Hyundai stretches credible accessibility with Elevate concept

Applauding Hyundai’s design enterprise, Iain Robertson appreciates that more specialised equipment is essential for the emergency services and showing this remarkable concept at January’s CES event is more than just stepping out.

The phenomenal attraction of the Las Vegas-based Consumer Electronics Show to the world’s motor industry is perfectly understandable, as it endures a period of tremendous sea-change. Producing a concept emergency vehicle of such a radical nature must be regarded as a feather in Hyundai’s cap.

Any first responder will tell you that the first 72 hours following a natural disaster are the most crucial to saving lives. However, due to the nature of the disaster (forest fire, earthquake, hurricane, or tsunami), it can be difficult for search-and-rescue and humanitarian aid missions to reach and get immediate help to those in greatest need. 

Rapid, resilient transportation for disaster assistance is what led Hyundai to develop the first-ever vehicle with moveable legs, rather than just wheels. Elevate is an Ultimate Mobility Vehicle (UMV), blending technology found in electric cars and robots, to allow it to traverse terrain beyond the limitations of even the most capable off-road vehicle. Current rescue vehicles can only deliver first responders to the edge of the debris field. They must travel the rest of the way on foot. 

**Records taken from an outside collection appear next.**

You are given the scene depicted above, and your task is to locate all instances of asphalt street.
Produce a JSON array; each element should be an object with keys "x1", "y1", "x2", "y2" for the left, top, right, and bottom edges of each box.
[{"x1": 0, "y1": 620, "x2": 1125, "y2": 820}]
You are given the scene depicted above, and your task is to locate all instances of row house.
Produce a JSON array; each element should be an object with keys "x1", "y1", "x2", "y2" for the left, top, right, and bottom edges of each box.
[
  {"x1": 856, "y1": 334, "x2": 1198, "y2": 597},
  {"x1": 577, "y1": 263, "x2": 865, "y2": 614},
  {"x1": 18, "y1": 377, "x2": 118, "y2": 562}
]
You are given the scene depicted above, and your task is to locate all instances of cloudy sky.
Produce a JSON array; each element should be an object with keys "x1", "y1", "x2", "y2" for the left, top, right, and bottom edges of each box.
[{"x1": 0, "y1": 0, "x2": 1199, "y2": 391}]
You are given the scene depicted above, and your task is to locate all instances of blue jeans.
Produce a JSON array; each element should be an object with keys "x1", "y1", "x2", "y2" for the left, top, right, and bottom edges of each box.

Elevate can drive to the scene and climb right over flood debris, or crumbled concrete. Yet, this goes well beyond emergency situations. People living with disabilities, without access to an ADA ramp, could hail an autonomous Hyundai cab that would walk up to their residence and load their wheelchair, or bed. The possibilities are huge

Based on a modular EV platform, with the capability to fit different bodies for specific situations, its robotic leg architecture has five degrees of freedom plus wheel hub propulsion motors featuring the latest in electric actuator technology. The design is capable of both mammalian and reptilian walking gaits, allowing it to move in any direction.

The legs also fold-up into a stowed drive-mode, where power to the joints is cut, and the use of an integrated passive suspension system maximises battery efficiency. This allows Elevate to drive at open-road speeds just like any other vehicle. However, no other car can climb a five-foot wall, step over a five-foot gap, walk over diverse terrain and achieve a 15-foot wide track, all while keeping its body and passengers completely level. 

Inside the Elevate, passengers would experience a vehicle fully engineered to tackle the roughest terrain comfortably. Engineering enhancements include:

  • Robotic legs with five degrees of freedom plus in-wheel propulsion
  • Ability to walk in mammalian and reptilian style gaits, for omnidirectional motion
  • Capable of climbing a five-foot vertical wall
  • Step over a five-foot gap
  • Non-back drivable motors enable the legs to lock in any position
  • Modular electric vehicle platform

Hyundai has been working with Sundberg-Ferar, a Detroit-based innovation specialist, on the Elevate Concept for almost three years. Elevate is part of various ‘Last-Mile’ technologies and solutions programmes that also possesses ‘Last-100 Feet’ capability.